Rhea started at eight at La Golondrina. It was Friday night. The popular place stayed open until eight-thirty. Weird. Especially for a tourist place but that’s the way it was. She knew Myrna probably wouldn’t be there but La Golondrina was on Olvera Street and walking Olvera was a good place to start – walking Olvera was also, for Rhea, a self-inflicted wound.

The trinkets and sweet treats sold at the brightly-colored wooden vendor booths hadn’t changed in twenty years, making it easy for Rhea to let the pain of her past memory there fuse with the goal of the present. Pain always focused Rhea, as did guilt. And the three-buck taquitos with green sauce at Cielito Lindo momentarily took the edge off. She bought two classic ones. She took them to a little green table and dug in. Heaven. Not wasting the moment and thinking ahead, she took out a little paper notepad she carried and a pencil and jotted down a few words: Young. Creamy, Hot Mouthful – about the creamy tang of the signature sauce that blanketed crispy curled tortillas and the promising guy who was dipping them into the fryer.

Downing the last bite, she walked across the brick path to the famed La Golondrina. The bar area was packed. The two bartenders were male. “Is Myrna on tonight?” Rhea asked one of them. “Who?” he replied. Rhea waved him off; knowing it was a long shot to ever expect to see a woman bartender working an old-school Mexican restaurant.

Next up, she crossed Alameda and went into Union Station. The deco Traxx restaurant had an old bartender who looked like Nosferatu. But they didn’t have a Myrna.

The third, fourth, fifth and sixth bars were scattered over a few blocks around downtown. All bartenders were men except for one transgender Russian woman. None had heard of a Myrna.

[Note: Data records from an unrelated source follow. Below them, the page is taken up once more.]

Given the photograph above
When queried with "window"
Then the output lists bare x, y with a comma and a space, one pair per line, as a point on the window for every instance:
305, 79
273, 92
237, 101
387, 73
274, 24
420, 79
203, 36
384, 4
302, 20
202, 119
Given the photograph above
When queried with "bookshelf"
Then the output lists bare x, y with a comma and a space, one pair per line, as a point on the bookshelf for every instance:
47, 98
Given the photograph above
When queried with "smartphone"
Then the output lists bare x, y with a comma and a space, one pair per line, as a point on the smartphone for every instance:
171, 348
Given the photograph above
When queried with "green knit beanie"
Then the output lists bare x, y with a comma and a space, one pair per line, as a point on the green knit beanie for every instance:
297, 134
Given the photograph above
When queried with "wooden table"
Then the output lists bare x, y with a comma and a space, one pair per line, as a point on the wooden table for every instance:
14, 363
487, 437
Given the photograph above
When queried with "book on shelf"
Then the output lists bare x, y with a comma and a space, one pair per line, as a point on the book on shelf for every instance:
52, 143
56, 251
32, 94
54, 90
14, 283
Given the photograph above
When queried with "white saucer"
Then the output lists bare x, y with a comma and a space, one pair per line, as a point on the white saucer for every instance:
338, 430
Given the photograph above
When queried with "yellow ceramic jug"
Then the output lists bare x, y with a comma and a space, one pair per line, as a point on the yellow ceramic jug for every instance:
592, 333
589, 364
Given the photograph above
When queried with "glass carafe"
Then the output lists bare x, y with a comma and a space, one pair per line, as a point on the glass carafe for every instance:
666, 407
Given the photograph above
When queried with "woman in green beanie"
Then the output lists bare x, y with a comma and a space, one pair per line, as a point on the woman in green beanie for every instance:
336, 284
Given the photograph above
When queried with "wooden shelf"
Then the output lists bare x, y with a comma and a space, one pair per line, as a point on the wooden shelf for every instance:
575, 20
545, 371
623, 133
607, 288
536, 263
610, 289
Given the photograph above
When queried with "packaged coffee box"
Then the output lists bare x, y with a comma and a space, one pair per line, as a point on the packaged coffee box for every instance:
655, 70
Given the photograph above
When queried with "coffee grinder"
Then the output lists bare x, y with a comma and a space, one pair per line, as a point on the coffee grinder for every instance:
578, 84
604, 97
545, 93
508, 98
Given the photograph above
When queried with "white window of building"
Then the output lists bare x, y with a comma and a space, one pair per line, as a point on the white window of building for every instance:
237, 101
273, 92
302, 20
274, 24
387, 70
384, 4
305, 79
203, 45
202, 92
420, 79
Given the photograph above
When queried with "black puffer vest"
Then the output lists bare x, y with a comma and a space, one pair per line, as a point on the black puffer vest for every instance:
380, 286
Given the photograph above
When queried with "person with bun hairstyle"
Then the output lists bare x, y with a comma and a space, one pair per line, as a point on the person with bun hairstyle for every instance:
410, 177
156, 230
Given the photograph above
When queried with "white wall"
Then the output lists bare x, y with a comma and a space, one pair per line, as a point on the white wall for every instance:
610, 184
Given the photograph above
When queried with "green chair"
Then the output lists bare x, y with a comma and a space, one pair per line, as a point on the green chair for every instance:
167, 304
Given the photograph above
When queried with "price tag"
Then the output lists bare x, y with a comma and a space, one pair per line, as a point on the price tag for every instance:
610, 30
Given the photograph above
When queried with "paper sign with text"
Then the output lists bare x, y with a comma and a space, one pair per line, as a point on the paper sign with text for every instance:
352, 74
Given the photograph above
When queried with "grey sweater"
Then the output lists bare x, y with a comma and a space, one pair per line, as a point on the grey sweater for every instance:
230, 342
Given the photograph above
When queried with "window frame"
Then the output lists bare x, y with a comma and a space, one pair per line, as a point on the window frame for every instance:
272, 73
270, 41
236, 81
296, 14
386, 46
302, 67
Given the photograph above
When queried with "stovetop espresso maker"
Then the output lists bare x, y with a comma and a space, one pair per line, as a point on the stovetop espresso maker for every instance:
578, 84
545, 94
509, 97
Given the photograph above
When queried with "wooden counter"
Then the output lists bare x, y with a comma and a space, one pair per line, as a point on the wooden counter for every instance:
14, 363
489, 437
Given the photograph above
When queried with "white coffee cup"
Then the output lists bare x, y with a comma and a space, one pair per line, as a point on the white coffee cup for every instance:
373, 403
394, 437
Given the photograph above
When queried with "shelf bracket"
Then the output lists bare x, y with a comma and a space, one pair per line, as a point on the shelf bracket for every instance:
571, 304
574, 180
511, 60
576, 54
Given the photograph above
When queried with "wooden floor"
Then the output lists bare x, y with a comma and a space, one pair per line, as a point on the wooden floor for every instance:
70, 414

The seventh was a dark-red old-world bar in a classic Chinatown joint that featured Mu Shu pork, Won Ton soup and lots of plum sauce. Behind that small bar was a snake-skinned old dame named Madame Wu. Rhea asked her over a sidecar if she knew of another woman in town who poured named Myrna. Her dyed-black eyebrow barely raised. But it raised in recognition of the name Myrna. Ignoring Rhea, she moved down the bar to pour a shot of Chartreuse for a ninety-year old dancer. Rhea now had an answer. Myrna Saldano was real. And local.

It was last call. Rhea left three-fourths of her sidecar on the bar and left.

Once home, Rhea forced her mind away from bartenders and darkness and tried to finish her taquito review. She fished the notepad from her purse and jotted some more thoughts down. She liked using paper. She’d been using paper to take notes ever since she got her first notepad from Strickland when she was sixteen, a terrified kid looking to him for hope on the darkest night of her life.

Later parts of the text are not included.